Combating the conversation lingerer
Ever get caught in one of those never-ending conversations — the kind where the level of awkwardness has reached an uncomfortable high because you seem to be the only party involved who realizes it’s gone on for far too long?
You have. I have. We all have. We’ve all encountered a … (sigh) … conversation lingerer.
He or she is the person who continues to make a last-ditch effort to extend the conversation when you’re trying to leave the room or move on with your day. Just at the point when you think you’re going to part ways, he or she will just throw a random zinger your way.
“How about this weather, huh? It’s terrible, isn’t it?” the lingerer will ask, in the midst of a thunderstorm.
You have got to be kidding me, dude. I just walked in from outside; it looks like I tried to wrestle a whale. We just endured the longest minute of awkward silence possible (the tell-tale sign a conversation is over), and you’re going to throw a curveball like that at me?
The conversation lingerer has the ability to make a pretty decent joke, sure, but usually proceeds to turn that witty one-liner into an unnecessary extended metaphor.
Seriously, you’re still going strong with the same joke you made 25 minutes ago?
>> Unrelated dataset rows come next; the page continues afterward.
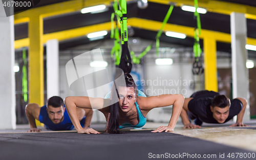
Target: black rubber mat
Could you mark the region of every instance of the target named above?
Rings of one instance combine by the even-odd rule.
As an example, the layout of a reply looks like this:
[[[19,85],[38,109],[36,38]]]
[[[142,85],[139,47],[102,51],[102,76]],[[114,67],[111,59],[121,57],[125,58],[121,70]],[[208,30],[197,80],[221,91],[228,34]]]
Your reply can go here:
[[[5,160],[230,159],[229,153],[252,152],[172,133],[143,130],[119,134],[0,134],[0,159]],[[224,158],[220,158],[223,154]]]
It was funny at first, but how many times can you rephrase it and expect me to conjure up a friendly grin? My jaw hurts, and this is one of the few times I wish I were sitting in class.
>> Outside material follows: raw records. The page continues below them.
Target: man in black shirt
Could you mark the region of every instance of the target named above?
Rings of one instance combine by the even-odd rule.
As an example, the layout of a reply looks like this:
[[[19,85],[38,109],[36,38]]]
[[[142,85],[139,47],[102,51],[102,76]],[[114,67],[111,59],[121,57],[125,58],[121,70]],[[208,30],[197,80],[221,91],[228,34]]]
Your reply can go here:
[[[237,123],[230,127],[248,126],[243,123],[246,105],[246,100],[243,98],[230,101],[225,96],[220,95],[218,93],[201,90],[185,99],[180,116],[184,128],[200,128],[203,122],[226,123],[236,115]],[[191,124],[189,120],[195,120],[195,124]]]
The conversation lingerer is the person you just can’t seem to circumvent in your daily routine. No matter which route you travel to your classes, where you choose to relax when enjoying a bite to eat or which restroom you happen to choose, the lingerer is there, equipped with a long, mind-numbing anecdote for you.
Like a lion on the prowl, ready to pounce on a helpless gazelle, the lingerer is there, waiting for you.
Granted, it may be our fault for chuckling a little bit or encouraging the lingerer with a half-grin, but why does that mean the torment must persist? Why is our attempt at kindness subjecting us to this? Is there such thing as karma? Is it too late to pretend I don’t speak English?
I propose we put a stop to this cruelty. We’re going to end this social awkwardness and prevent conversation lingerers from clogging up the precious free time in our busy days.
When we pronounce a conversation over, we’ll walk away — midsentence or even midword if we must. When we hear the same joke a fourth time, we’ll expose it and admit the first laugh was only to avoid being rude.
And please, no more attempts to salvage conversations with that random last statement. Try to pull one of those and it won’t be pretty. We will walk away like a bride at the altar. No matter how mean, no matter how awkward it may be, it’s going down.
So go ahead, conversation lingerer, make my day. Tell me everything you’ve done since I saw you last. Tell me you have a great story, just for me. Tell me what the weather is like outside; I haven’t noticed on my own.
Today we become conversation-enders. Extend this friendly exchange two seconds past that awkward pause and you’ll be left talking to yourself.
So, folks, the choice is yours: You can either be a lingerer or you can be an ender. I know you’ll make the right call.